“L’IESEG a de l’appétence pour la création d’entreprise et l’entrepreneuriat”
La région ne manque pas d’incubateurs qui participent à l’éclosion de nouvelles entreprises innovantes ou start-up tant attendues pour renouveler le tissu économique régional. Pour ne pas être réellement nouveau, le phénomène ne cesse de se développer. Entretien avec Christophe Garonne, directeur de l’un des derniers-nés, en janvier 2015, et déjà recensé par le cabinet PwC France parmi les 100 plus grands de France, l’incubateur IESEG !
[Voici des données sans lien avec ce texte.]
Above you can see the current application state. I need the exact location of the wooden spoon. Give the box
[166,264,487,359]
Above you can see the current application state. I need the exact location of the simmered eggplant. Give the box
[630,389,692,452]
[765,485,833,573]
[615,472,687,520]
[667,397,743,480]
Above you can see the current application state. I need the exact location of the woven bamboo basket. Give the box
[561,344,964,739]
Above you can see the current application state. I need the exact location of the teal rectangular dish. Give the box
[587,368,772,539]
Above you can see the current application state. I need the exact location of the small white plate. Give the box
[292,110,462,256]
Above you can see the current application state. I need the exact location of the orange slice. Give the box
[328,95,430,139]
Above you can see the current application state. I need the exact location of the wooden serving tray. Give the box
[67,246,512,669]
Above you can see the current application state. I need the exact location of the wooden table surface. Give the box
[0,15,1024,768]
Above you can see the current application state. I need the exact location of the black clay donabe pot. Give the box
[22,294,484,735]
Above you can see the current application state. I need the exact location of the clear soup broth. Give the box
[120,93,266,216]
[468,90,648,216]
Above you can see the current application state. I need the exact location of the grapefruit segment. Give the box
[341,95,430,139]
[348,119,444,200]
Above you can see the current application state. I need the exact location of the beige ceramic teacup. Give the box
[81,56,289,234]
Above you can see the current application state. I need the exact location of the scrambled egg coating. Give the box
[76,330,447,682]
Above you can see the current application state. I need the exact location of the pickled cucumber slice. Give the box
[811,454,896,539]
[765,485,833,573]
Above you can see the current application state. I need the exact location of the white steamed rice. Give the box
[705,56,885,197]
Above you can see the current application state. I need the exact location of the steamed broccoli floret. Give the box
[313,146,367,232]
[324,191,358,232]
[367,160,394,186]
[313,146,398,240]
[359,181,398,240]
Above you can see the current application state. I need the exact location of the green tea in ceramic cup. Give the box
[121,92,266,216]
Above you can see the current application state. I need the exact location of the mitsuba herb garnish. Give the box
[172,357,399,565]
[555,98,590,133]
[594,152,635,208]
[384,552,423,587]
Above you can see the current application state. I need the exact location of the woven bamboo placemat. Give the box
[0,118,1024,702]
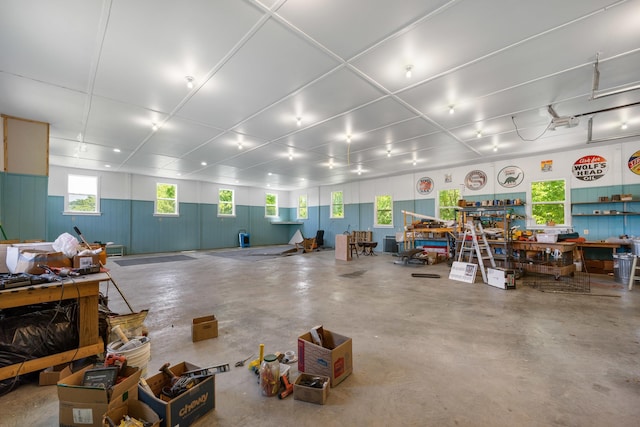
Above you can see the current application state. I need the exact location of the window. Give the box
[330,191,344,218]
[65,175,100,213]
[218,188,236,216]
[264,193,278,217]
[438,188,460,221]
[531,179,567,225]
[375,196,393,227]
[298,194,309,219]
[156,183,178,215]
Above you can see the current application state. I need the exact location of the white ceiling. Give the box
[0,0,640,190]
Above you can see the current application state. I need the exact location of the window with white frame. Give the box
[531,179,567,226]
[218,188,236,216]
[155,183,178,215]
[375,195,393,227]
[330,191,344,218]
[264,193,278,218]
[298,194,309,219]
[65,174,100,214]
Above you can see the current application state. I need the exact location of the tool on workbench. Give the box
[236,354,253,368]
[73,226,135,313]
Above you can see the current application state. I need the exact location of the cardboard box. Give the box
[191,314,218,342]
[38,363,73,385]
[58,366,141,427]
[138,362,216,427]
[104,399,160,427]
[298,327,353,387]
[293,373,331,405]
[6,244,71,274]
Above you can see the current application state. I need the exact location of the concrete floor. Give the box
[0,250,640,427]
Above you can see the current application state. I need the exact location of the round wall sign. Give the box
[416,176,433,194]
[498,166,524,188]
[573,155,609,181]
[464,170,487,190]
[629,151,640,175]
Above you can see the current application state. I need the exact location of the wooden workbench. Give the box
[0,273,109,380]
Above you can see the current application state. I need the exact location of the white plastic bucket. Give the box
[107,337,151,377]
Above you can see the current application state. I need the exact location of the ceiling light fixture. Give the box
[404,64,413,79]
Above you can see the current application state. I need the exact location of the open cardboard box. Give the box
[298,326,353,387]
[138,362,216,427]
[58,366,141,427]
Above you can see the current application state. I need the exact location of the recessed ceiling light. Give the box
[404,64,413,79]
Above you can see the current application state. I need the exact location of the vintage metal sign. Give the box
[464,170,487,190]
[628,150,640,175]
[416,176,433,194]
[498,166,524,188]
[573,155,609,181]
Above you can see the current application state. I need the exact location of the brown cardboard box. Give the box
[104,399,160,427]
[38,363,73,385]
[293,373,331,405]
[298,327,353,387]
[6,244,71,274]
[138,362,216,427]
[58,367,141,427]
[191,314,218,342]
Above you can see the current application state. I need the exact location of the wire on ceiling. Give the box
[511,116,553,142]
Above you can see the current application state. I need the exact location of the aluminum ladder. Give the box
[458,221,496,283]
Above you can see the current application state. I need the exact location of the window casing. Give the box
[330,191,344,218]
[264,193,278,218]
[218,188,236,216]
[531,179,567,226]
[155,183,178,215]
[375,195,393,227]
[297,194,309,219]
[65,174,100,214]
[438,188,460,221]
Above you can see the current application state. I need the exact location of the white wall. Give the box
[49,141,640,208]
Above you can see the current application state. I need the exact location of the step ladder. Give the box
[629,255,640,290]
[458,221,496,283]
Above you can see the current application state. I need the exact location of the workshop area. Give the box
[0,248,640,426]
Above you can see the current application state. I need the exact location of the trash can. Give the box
[238,233,249,248]
[613,254,633,285]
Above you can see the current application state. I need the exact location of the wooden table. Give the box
[0,273,109,380]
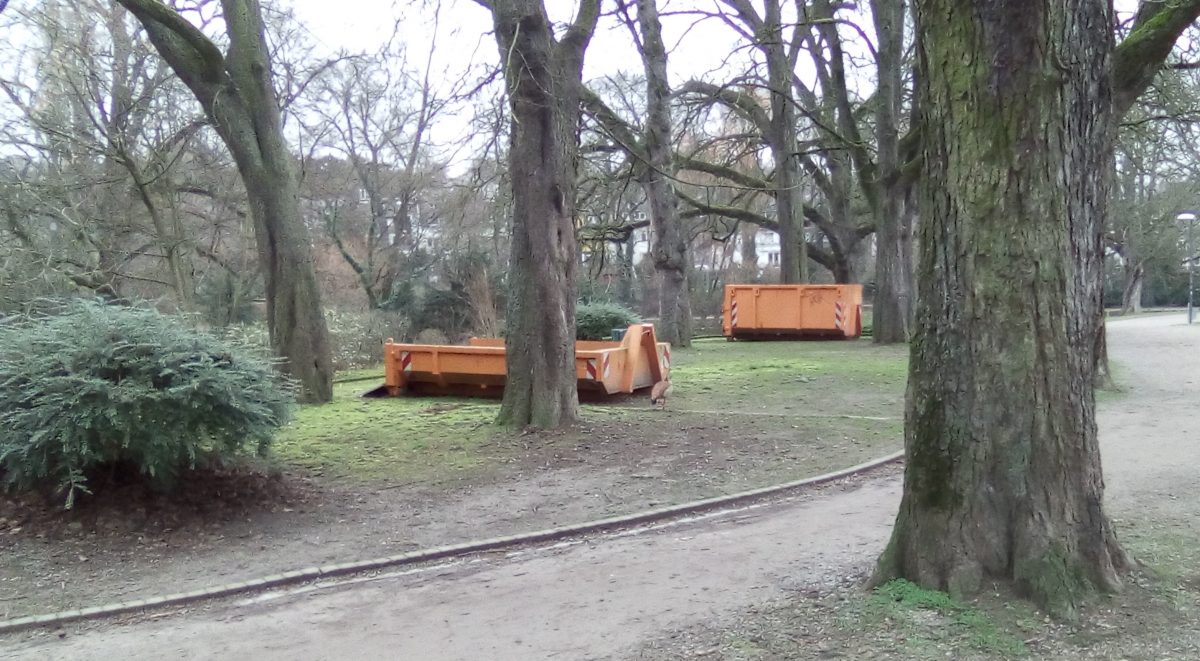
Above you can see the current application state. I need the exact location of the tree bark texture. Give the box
[875,0,1127,617]
[118,0,334,402]
[763,0,809,284]
[871,0,913,344]
[490,0,600,428]
[637,0,691,347]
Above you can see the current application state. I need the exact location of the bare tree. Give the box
[476,0,600,428]
[116,0,332,402]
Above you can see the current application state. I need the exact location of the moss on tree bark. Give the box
[875,0,1128,617]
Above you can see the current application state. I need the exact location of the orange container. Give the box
[367,324,671,397]
[721,284,863,339]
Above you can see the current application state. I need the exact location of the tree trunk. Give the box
[637,0,691,347]
[875,0,1128,617]
[871,0,913,344]
[1105,257,1146,316]
[492,0,600,428]
[118,0,334,402]
[763,0,809,284]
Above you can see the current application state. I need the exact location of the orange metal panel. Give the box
[373,324,670,395]
[721,284,863,338]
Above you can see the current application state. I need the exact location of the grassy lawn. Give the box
[274,339,907,489]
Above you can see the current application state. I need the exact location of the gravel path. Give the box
[0,316,1200,661]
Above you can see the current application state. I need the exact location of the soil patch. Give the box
[0,341,904,618]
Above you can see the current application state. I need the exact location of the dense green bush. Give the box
[575,304,640,339]
[0,301,292,507]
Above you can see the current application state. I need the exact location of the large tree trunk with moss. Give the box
[118,0,334,402]
[481,0,600,428]
[637,0,691,347]
[876,0,1127,614]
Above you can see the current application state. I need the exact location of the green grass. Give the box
[274,339,907,486]
[272,383,497,482]
[671,339,908,416]
[862,578,1036,659]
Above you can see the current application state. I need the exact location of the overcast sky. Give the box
[287,0,736,85]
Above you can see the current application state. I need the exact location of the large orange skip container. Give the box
[366,324,671,398]
[721,284,863,338]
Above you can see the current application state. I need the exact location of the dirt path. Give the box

La Gazette : Vous êtes le directeur de l’incubateur IESEG. Quel parcours vous y a conduit ?
Christophe Garonne : Il y avait à l’IESEG une matrice qui avait le nom d’incubateur sans en être un pour les projets des étudiants qui finissaient leurs mémoires de fin d’études. J’ai été recruté en septembre 2014, avec notamment pour mission de créer un vrai incubateur. Chose faite en janvier 2015 où j’en ai pris la direction. J’avais travaillé avec des incubateurs en France en région PACA et à l’étranger, notamment en Australie pendant six ans, dans un centre de recherche en entrepreneuriat, le plus important de l’hémisphère Sud. J’y ai appris comment il fallait faire. J’ai une double casquette : je suis universitaire, mais j’ai aussi travaillé pendant plusieurs années dans l’industrie et aussi avec et pour des start-up. J’ai traversé toutes les étapes de la création. Je vis pour cela : la création et l’accompagnement, c’est ma passion !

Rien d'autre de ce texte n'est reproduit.